Two new local coronavirus cases have been reported in Brisbane, but the state government is more concerned about the risk posed by an outbreak in Sydney.

Chief Health Officer Jeannette Young says both new cases were in quarantine during their infectious period and being closely monitored.

There are now seven cases in the Brisbane cluster, all of which are believed to be the Alpha variant.

Six of those cases became infected after being in contact with a flight attendant at the Portuguese Family Centre in Ellen Grove and at DFO in Brisbane on Saturday before the woman tested positive.

Queensland's Chief Health Officer Jeannette Young looks on as Annastacia Palaszczuk holds a press conference. Source: AAP
Queensland's Chief Health Officer Jeannette Young looks on as Annastacia Palaszczuk holds a press conference. Source: AAP

Dr Young says she's more concerned about people from NSW bringing the Delta virus variant into the state.

"We are continuing to see cases in NSW, so it is really important, that we could have a case in Queensland any day," she said.

"So please as Queenslanders have been doing for now the last 18 months if you have any symptoms at all, immediately come forward and get tested and isolate until you get a negative result."

Health Minister Yvette D'Ath said border declaration passes would become mandatory for anyone who had been in NSW, including border regions, from 1am on Monday.

Dr Young urged Queenslanders to reconsider plans to travel to NSW because infectious people from Sydney could be anywhere in that state and exposure sites could grow.

"People should really reconsider their need to go anywhere in NSW," she said.

"If it's urgent, unavoidable, of course they should travel, but if it's not perhaps they should think about holidaying in Queensland."

PM offers up 1000-bed quarantine facility near airport

Meanwhile, the Queensland government is considering a federal proposal for a mass Covid-19 quarantine facility near Brisbane Airport.

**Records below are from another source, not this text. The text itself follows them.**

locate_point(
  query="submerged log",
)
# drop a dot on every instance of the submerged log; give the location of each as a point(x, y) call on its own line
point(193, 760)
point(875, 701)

Prime Minister Scott Morrison is offering to pay for the 1000-bed facility on the site of the Damascus Barracks at Pinkenba.

Under the proposal, the state government would build and operate the hub.

The Pinkenba plan puts the state's proposed quarantine facility at Wellcamp Airport, near Toowoomba, in doubt.

The Wagner Corporation wants to build a facility that would host up to 1000 travellers and 300 staff at Wellcamp.

A verbal stoush between the governments over the Wagner proposal has been running since January.

"It's taken them five months to not give us an answer on Wellcamp," Deputy Premier Steven Miles said on Friday

"We've had this (proposal) for 12 hours so we'll get to work now on it.

"It will depend how complex it is, as I say there are a whole range of ... planning issues."

The prime minister's office is keen on the site as it's close to the international airport.

It's also near three major hospitals that are equipped to treat and isolate Covid-19 cases.

If the two governments can strike a deal, the new facility would be operating by early 2022.